# Chaine
[](https://pepy.tech/project/chaine)
[](https://pepy.tech/project/chaine)
[](https://pepy.tech/project/chaine)
Chaine is a modern, fast and lightweight Python library implementing **linear-chain conditional random fields (CRF)**. Use it for sequence labeling tasks like [named entity recognition](https://en.wikipedia.org/wiki/Named-entity_recognition) or [part-of-speech tagging](https://en.wikipedia.org/wiki/Part-of-speech_tagging).
The main goals of this project are:
- **Usability**: Designed with special focus on usability and a beautiful high-level API.
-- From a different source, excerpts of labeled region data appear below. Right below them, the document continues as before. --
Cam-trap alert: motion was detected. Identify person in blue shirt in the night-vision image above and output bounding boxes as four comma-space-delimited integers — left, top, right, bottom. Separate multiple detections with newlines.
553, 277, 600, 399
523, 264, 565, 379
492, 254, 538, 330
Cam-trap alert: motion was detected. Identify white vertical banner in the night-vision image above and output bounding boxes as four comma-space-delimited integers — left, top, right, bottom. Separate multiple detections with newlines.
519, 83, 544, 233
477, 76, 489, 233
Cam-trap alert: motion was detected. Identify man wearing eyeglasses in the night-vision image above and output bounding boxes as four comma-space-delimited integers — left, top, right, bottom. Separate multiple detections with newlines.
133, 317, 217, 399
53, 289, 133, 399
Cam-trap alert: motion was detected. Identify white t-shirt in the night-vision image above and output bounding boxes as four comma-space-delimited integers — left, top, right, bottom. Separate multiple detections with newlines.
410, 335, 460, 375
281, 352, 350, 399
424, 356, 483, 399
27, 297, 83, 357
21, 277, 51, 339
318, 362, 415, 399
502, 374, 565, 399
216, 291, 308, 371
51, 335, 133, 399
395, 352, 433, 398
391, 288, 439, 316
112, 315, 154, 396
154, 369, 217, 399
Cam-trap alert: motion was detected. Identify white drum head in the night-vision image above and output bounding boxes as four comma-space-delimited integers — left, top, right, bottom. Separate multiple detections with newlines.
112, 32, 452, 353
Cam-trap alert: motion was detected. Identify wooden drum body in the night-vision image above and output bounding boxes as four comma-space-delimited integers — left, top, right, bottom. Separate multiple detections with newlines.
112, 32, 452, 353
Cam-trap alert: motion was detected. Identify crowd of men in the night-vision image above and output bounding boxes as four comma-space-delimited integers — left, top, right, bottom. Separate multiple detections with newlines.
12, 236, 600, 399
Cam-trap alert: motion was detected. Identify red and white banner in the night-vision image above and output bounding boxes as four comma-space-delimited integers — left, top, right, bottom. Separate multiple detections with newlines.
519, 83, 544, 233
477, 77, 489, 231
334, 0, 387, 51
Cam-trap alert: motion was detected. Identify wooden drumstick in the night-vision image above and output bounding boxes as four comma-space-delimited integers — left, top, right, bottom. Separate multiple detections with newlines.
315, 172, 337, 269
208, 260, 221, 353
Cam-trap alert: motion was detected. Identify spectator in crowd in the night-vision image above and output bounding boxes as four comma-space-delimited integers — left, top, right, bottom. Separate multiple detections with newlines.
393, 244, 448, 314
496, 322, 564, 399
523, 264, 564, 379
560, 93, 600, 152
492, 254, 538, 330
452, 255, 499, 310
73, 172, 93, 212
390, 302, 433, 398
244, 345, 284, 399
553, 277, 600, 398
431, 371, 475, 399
- **Efficiency**: Performance critical parts are written in C and thus [blazingly fast](http://www.chokkan.org/software/crfsuite/benchmark.html). Loading a model from disk and retrieving feature weights for inference is optimized for both [speed and memory](http://www.chokkan.org/software/cqdb/).
- **Persistency**: No `pickle` or `joblib` is used for serialization. A trained model will be compatible with all versions for eternity, because the underlying C library will not change. I promise.
- **Compatibility**: There are wheels for Linux, macOS and Windows. No compiler needed.
- **Minimalism**: No code bloat, no external dependencies.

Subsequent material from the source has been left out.